En premier lieu, le Conseil constitutionnel s’interdit de s’immiscer dans les considérations scientifiques et se réfère, pour identifier un risque d’atteinte à l’environnement, à des critères normatifs. En l’espèce, il relève que la nocivité des substances actives contenues dans les produits visés par l’article L253-8 (IV) du code rural et de la pêche maritime, « […] a été constatée dans le cadre de la procédure prévue par le règlement du 21 octobre 2009 [Règlement (CE) n° 1107/2009 du Parlement européen et du Conseil du 21 octobre 2009 concernant la mise sur le marché des produits phytopharmaceutiques et abrogeant les directives 79/117/CEE et 91/414/CEE du Conseil] ». Le Conseil constitutionnel reconnaît par ailleurs le caractère potentiellement évolutif des données scientifiques en se référant à « l’état des connaissances ».

Par conséquent, le Conseil constitutionnel semble fermer la porte à l’invocation de considérations environnementales qui ne reposeraient que sur des craintes infondées ou sur des positions strictement militantes.

En second lieu, le Conseil constitutionnel procède à un contrôle du « déséquilibre manifeste » de la conciliation opérée par le Législateur entre, d’une part, le principe de la liberté d’entreprendre et, d’autre part, les objectifs de valeur constitutionnelle de protection de la santé et de l’environnement. Le Conseil constitutionnel met régulièrement en œuvre ce type de contrôle qui a vocation à garantir une conciliation raisonnable de normes concurrentes (par exemple, pour assurer la conciliation de la liberté d’entreprendre avec l’objectif de valeur constitutionnelle de sauvegarde de l’ordre public : voir Décision n°2010-55 QPC du 18 octobre 2010 ou encore Décision n°2010-73 QPC du 3 décembre 2010).

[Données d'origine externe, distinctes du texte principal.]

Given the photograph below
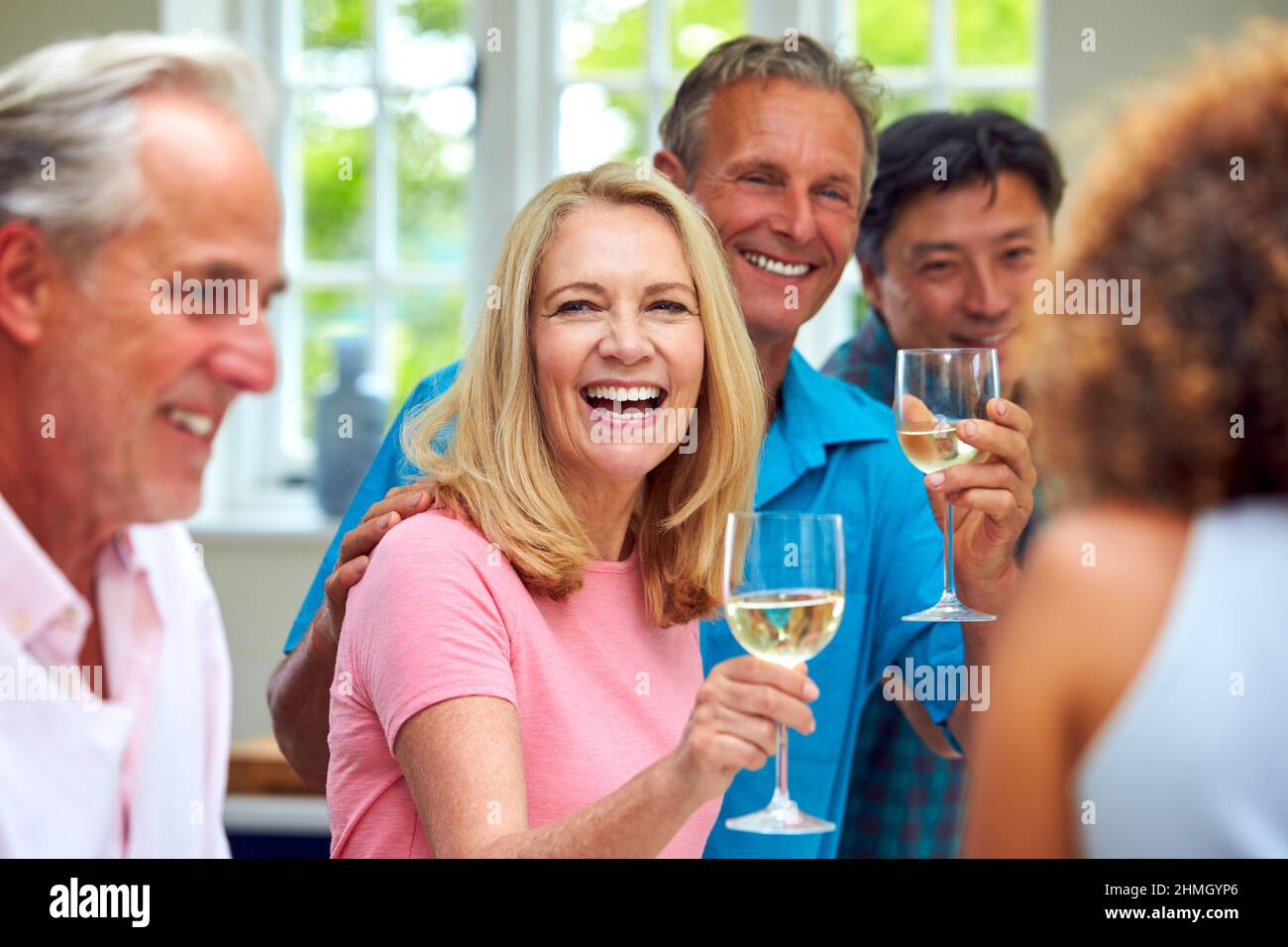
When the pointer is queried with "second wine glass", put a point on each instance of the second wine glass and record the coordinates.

Il conviendra d’être attentif aux recours, dans la jurisprudence future du Conseil constitutionnel, aux objectifs de valeur constitutionnelle de protection de la santé et de l’environnement, pour déterminer le degré d’atteinte que ces normes risqueront de porter aux autres principes constitutionnels, et notamment à la liberté d’entreprendre qui, de prime abord, semble être l’une des plus exposées à l’exercice de conciliation.

Au regard du caractère malléable de l’objectif de protection de l’environnement, l’avenir de cet outil est très ouvert.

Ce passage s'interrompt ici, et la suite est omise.